Aber der, der das neue Magazin macht, ist auch nicht schlecht: Michael Spreng, schon mit Bild am Sonntag sehr erfolgreich. Die Informationshäppchen, die der Springer-Chef Richter seit geraumer Zeit zu diesem Thema streut, verdichten sich zu einem Gesamtkunstwerk: einem Sonntagsmagazin. Ergo: Spiegel und Focus, die Montagsmacher, müssen aufpassen.

PS: Wir dürfen uns ausnahmsweise einmal selbst zitieren. Am 4. November 1994 stand an dieser Stelle (vorwurfsvoll): Am siebten Tage ruht Gott und auch der deutsche Verleger. Hat Gott seinen Richter gefunden?

Die Presse ist frei. Auch frei von Skrupel? Die Süddeutsche Zeitung veröffentlichte zum 8. Mai unter der Rubrik Traueranzeigen eine besonders traurige Anzeige: "Vae victis. Zum Gedenken an alle Landsleute, die als Folge der ,Befreiung` von Hab und Gut, Heimat und in vielen Fällen auch von ihrem Leben befreit wurden." Der Hinterbliebene: ein August Kaiser aus Essen.

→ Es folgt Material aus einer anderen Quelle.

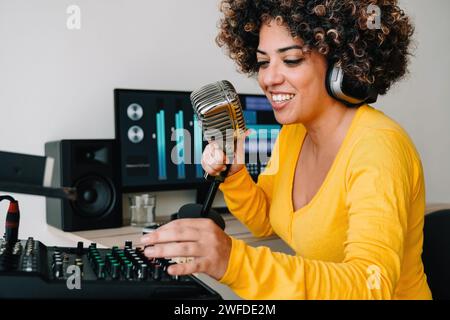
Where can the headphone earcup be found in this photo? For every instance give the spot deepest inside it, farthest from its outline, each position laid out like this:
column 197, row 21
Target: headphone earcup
column 341, row 88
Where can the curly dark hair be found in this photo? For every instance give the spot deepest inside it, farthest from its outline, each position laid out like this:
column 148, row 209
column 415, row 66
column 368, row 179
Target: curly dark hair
column 338, row 29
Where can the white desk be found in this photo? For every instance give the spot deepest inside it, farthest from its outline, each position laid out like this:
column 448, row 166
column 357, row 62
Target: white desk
column 110, row 237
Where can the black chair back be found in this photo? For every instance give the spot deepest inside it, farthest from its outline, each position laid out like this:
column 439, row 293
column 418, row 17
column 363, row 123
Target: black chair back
column 436, row 253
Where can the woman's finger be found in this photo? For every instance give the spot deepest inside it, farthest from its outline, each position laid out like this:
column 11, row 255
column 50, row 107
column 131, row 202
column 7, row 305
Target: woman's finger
column 197, row 265
column 174, row 249
column 170, row 234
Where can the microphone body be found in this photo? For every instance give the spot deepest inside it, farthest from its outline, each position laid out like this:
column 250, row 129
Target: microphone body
column 219, row 111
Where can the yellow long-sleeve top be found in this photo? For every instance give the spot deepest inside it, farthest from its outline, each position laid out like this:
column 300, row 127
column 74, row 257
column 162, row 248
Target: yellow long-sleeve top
column 361, row 235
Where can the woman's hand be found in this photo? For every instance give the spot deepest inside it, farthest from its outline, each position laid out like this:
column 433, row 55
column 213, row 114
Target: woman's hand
column 199, row 238
column 214, row 159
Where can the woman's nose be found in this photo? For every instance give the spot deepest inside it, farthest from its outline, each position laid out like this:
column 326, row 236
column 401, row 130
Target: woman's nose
column 271, row 75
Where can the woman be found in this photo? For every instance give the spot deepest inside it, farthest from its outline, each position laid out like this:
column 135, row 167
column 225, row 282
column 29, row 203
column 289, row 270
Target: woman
column 344, row 187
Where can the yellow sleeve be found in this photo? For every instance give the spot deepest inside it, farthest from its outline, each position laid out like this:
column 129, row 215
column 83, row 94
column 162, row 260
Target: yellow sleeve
column 378, row 191
column 250, row 202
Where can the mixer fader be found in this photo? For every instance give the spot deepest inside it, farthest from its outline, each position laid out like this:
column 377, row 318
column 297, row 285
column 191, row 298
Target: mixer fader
column 29, row 269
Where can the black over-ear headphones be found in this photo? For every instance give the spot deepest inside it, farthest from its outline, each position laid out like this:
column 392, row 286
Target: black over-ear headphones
column 341, row 88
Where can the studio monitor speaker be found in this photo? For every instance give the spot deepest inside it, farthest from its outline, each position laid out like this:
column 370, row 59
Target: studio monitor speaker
column 90, row 166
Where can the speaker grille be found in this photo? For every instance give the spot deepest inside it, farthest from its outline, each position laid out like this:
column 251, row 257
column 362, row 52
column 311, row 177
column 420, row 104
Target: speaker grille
column 96, row 196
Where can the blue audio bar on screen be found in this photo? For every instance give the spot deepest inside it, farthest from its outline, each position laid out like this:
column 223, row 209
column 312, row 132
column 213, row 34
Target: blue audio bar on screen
column 161, row 143
column 257, row 104
column 179, row 132
column 198, row 145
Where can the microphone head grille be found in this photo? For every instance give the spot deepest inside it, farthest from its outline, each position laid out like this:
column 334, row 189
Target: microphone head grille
column 218, row 107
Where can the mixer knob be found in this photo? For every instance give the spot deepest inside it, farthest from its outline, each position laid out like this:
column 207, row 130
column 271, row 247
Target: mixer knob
column 58, row 269
column 129, row 270
column 115, row 270
column 142, row 271
column 80, row 249
column 157, row 272
column 100, row 270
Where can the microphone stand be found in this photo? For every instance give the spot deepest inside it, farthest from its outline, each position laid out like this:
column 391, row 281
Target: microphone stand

Vae victis - mit besagtem Spruch hat der Gallierkönig Brennus die besiegten Römer beschieden, als die sich weigerten, ihre Reparationsleistung von tausend Pfund Gold gegen erheblich schwerere Gewichte aufzuwiegen. Den Protesten der Römer setzte Brennus noch eins drauf und warf sein Schwert in die Waagschale.

Der Essener Kaiser - wenn es ihn denn gibt - fühlte sich nicht als siegreicher König, sondern als beleidigter Besiegter. Dies wollte er einem größeren Kreis kundtun, zum Beispiel in der Süddeutschen Zeitung. Und das gelang ihm. Der SZ ist die Anzeige "bedauerlicherweise durchgerutscht". Nun steht sie in gleicher Front mit der Konkurrenz, der FAZ, die den Annoncenkrieg zum 8. Mai mit einer Breitfront-Anzeige am 7. April eröffnete: "Gegen das Vergessen" bekannten dort Rechtsgläubige von A bis Z, von Apel bis Zitelmann, dazwischen Dregger und Gauweiler, daß mit der Befreiung vor fünfzig Jahren sich der Terror in Deutschland fortsetzte und die Teilung begann. Artur Brauner und Familie konterten am 6. Mai, ebenfalls in der FAZ, "Wider das Vergessen" und zählten die Greueltaten der Nazis auf, die sie in der Anzeige der "Neuen Rechten" vermißten.

Erheblich sensibler als die Süddeutsche zeigte sich da die Braunschweiger Zeitung. Sie lehnte den Anzeigentext eines Karl-August Hennicke (Postfach Baden-Baden) ab, der an den Tod dreier Luftwaffenhelfer erinnerte und sich nun nicht mehr wundert, "wenn die Nachkommen der Opfer den Wehrdienst verweigern". Im nachhinein bedauerte die BZ ihre Entscheidung. Aber: sie würden zur Zeit mit Anzeigen überschüttet, alle mit dem Tenor: Millionen für Judengräber - nichts für Wehrmachtsoffiziere. Und die Absender: alle Postfachanschrift. Wohl eine konzertierte Aktion.